Though Ukraine appeared to lurch Westward following the Orange Revolution, public support for Yushchenko's policies remained tenuous. For example, opinion polls have consistently showed that around two-thirds of Ukrainians oppose joining NATO. Though he was defeated in the presidential contest in 2004, Yanukovich's pro-Russian Party of Regions continued to score high votes in subsequent parliamentary elections, particularly in the heavily russified eastern Ukraine.

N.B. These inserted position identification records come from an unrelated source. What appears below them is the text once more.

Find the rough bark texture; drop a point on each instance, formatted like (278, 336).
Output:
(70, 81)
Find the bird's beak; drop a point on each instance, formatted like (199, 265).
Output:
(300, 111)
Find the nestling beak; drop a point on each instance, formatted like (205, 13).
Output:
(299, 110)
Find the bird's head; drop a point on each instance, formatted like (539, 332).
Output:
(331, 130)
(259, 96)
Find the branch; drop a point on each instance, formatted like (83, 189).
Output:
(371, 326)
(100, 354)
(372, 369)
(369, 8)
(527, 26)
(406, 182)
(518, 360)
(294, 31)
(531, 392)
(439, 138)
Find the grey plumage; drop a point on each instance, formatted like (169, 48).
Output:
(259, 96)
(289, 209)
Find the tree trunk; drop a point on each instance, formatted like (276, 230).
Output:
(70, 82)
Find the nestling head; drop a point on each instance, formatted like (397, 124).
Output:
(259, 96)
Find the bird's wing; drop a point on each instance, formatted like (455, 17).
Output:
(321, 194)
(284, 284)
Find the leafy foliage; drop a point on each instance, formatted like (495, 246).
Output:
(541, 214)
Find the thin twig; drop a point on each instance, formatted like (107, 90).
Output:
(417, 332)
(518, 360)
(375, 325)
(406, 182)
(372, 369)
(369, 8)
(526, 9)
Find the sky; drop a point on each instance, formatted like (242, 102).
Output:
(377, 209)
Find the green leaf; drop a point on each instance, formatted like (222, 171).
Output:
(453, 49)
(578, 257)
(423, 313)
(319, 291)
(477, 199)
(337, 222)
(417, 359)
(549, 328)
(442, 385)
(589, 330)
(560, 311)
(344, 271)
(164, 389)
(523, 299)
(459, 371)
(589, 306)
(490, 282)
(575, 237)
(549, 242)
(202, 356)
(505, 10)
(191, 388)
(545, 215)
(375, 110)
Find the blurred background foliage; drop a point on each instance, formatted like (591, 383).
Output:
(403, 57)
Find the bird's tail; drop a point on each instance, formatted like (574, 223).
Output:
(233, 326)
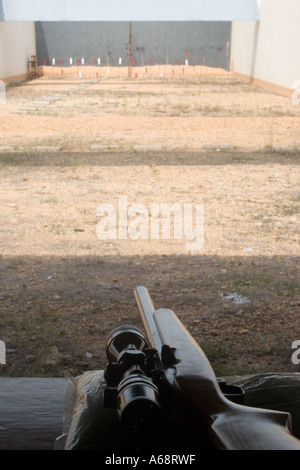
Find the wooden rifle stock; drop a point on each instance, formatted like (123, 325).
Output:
(232, 426)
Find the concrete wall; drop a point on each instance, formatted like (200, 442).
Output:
(268, 52)
(17, 44)
(202, 43)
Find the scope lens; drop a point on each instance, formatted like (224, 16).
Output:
(139, 406)
(121, 337)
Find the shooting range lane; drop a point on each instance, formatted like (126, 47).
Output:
(31, 412)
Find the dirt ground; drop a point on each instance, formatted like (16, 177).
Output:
(70, 145)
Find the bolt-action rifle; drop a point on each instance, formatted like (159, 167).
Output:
(149, 375)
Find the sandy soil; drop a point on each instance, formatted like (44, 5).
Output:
(70, 145)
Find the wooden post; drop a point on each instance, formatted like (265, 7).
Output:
(129, 50)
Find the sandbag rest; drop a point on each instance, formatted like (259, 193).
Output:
(33, 411)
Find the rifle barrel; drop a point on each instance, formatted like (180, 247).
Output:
(147, 311)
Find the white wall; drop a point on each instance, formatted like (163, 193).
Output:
(129, 10)
(269, 50)
(17, 44)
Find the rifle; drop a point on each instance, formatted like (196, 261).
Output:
(149, 377)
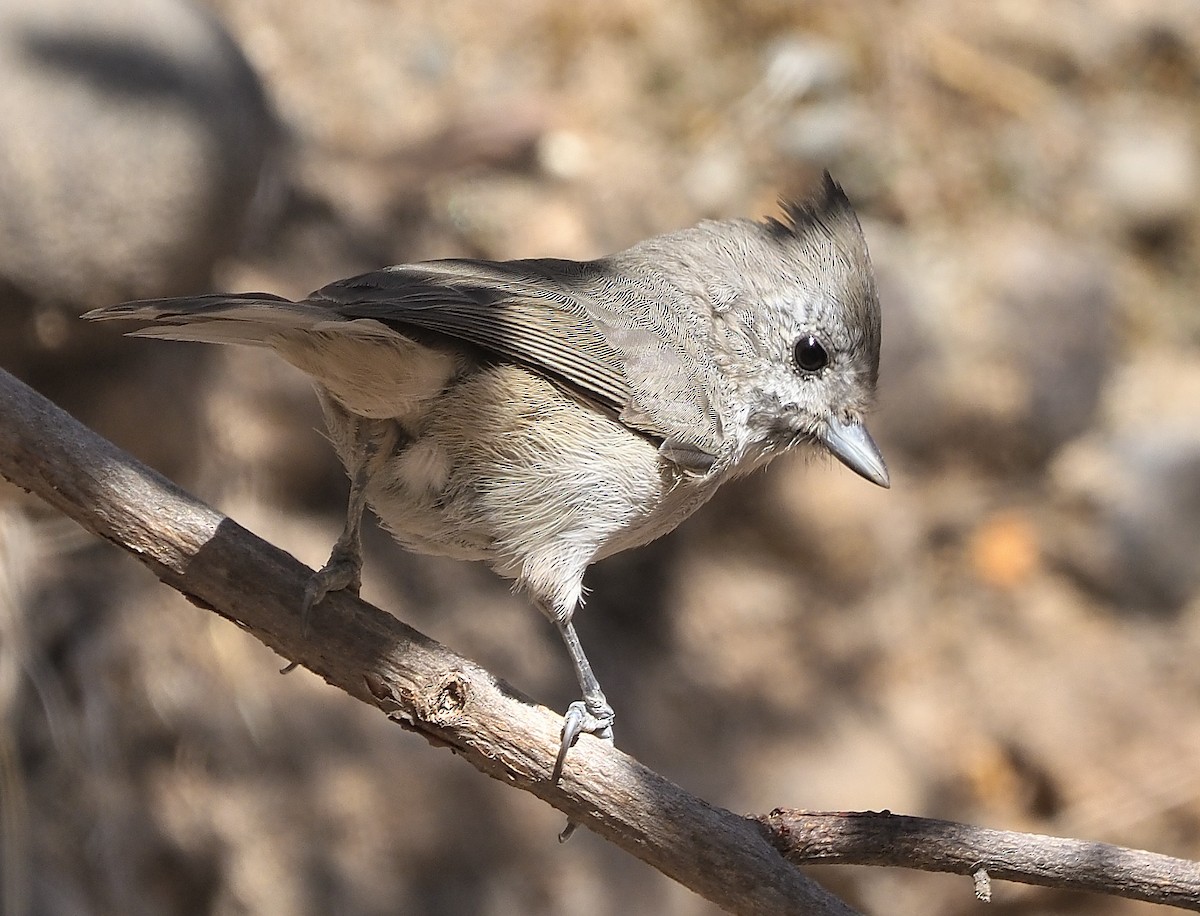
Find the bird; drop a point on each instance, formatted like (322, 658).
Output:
(541, 414)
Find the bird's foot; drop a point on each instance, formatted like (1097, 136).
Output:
(581, 717)
(343, 570)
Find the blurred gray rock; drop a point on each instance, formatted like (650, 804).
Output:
(996, 345)
(1128, 497)
(136, 137)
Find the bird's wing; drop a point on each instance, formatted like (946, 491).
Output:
(562, 318)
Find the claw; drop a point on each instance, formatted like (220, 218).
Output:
(581, 718)
(343, 570)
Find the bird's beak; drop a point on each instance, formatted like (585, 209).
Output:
(855, 448)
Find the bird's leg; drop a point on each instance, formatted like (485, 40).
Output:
(593, 713)
(343, 569)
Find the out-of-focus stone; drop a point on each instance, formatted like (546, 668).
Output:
(1127, 500)
(1147, 172)
(136, 141)
(995, 347)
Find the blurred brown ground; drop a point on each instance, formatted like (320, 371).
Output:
(1008, 636)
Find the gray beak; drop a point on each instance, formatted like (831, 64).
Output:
(855, 448)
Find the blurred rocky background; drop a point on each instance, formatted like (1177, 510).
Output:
(1009, 636)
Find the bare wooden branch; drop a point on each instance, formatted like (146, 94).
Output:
(373, 657)
(881, 838)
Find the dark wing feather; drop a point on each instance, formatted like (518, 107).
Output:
(528, 311)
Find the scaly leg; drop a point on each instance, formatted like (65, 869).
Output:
(592, 714)
(364, 442)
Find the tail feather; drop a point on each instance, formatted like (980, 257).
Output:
(245, 318)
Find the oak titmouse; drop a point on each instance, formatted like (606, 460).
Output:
(541, 414)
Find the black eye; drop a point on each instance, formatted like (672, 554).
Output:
(810, 355)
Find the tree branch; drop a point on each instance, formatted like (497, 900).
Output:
(881, 838)
(370, 654)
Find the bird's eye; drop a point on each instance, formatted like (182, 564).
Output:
(810, 355)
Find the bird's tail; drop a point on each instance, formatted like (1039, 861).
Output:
(246, 318)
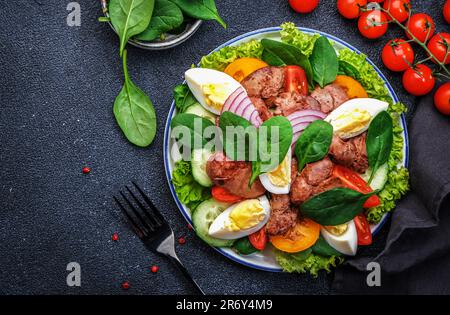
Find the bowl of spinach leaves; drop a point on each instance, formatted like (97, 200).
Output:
(171, 22)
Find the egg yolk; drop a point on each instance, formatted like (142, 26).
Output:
(352, 121)
(216, 94)
(246, 215)
(280, 176)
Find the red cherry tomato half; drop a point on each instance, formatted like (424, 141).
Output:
(439, 45)
(258, 239)
(363, 230)
(372, 24)
(397, 55)
(223, 195)
(350, 9)
(295, 80)
(422, 26)
(399, 9)
(303, 6)
(419, 80)
(446, 11)
(442, 99)
(353, 181)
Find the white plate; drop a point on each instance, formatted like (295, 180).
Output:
(265, 260)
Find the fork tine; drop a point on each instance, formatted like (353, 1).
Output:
(144, 224)
(129, 217)
(150, 203)
(148, 215)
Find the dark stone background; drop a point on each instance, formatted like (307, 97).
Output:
(58, 84)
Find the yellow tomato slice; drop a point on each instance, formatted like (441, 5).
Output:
(302, 236)
(353, 88)
(242, 67)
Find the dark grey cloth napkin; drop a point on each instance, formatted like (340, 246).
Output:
(416, 256)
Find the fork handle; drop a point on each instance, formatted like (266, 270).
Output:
(186, 273)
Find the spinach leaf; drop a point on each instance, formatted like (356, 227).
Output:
(321, 247)
(134, 111)
(314, 143)
(200, 9)
(238, 134)
(183, 97)
(130, 17)
(280, 54)
(324, 62)
(379, 141)
(166, 16)
(195, 128)
(335, 206)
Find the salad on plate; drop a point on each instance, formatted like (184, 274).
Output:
(289, 147)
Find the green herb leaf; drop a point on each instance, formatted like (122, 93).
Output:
(200, 9)
(314, 143)
(279, 54)
(166, 16)
(130, 17)
(324, 62)
(335, 206)
(379, 141)
(134, 111)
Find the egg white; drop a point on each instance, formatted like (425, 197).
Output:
(218, 228)
(346, 243)
(371, 105)
(197, 77)
(279, 190)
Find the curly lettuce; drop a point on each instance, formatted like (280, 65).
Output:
(187, 189)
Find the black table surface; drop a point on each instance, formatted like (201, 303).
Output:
(58, 84)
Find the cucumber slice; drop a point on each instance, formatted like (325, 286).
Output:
(380, 178)
(203, 217)
(199, 159)
(199, 110)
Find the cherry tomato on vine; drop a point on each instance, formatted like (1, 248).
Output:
(439, 45)
(399, 9)
(372, 24)
(397, 55)
(418, 80)
(350, 9)
(303, 6)
(442, 98)
(446, 11)
(422, 26)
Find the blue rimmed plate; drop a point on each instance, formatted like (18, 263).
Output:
(265, 260)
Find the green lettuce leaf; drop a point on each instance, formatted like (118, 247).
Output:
(188, 190)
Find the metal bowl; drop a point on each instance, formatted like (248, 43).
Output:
(171, 40)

Russia's more subtle approach
The Kremlin, which had overtly backed its favored son, Yanukovich, in the allegedly rigged 2004 elections, revamped its approach to influencing Ukraine. Outright political interference was replaced by "commercial" pressure, which meant no more cheap Russian gas to power Ukraine's energy-hungry steel and chemical industries, and tougher controls on millions of Ukrainian "guest workers" seeking employment in Russia.
In a series of "gas wars" over issues of price and transit conditions for Russian gas to European customers through Ukraine's pipeline system, Moscow consistently outmaneuvered Kiev diplomatically, making Ukraine look more like an unreliable partner than a victim of Russian strong-arming.
No puppet of Moscow
Even though the Kremlin is pleased with Yanukovich's victory, it doesn't expect him to roll over on bilateral disputes such as gas supply, trade, or Russia's bid to extend its naval lease in Crimea.
"We have no illusions that any Ukrainian leader will be pro-Russian on principle," says Vladimir Kornilov, director of the Kiev branch of the Russian government-funded Institute of the Commonwealth of Independent States. "It's clear that we simply weren't able to work with Yushchenko. But if Yanukovich becomes president, there will probably be all sorts of troubles with him too."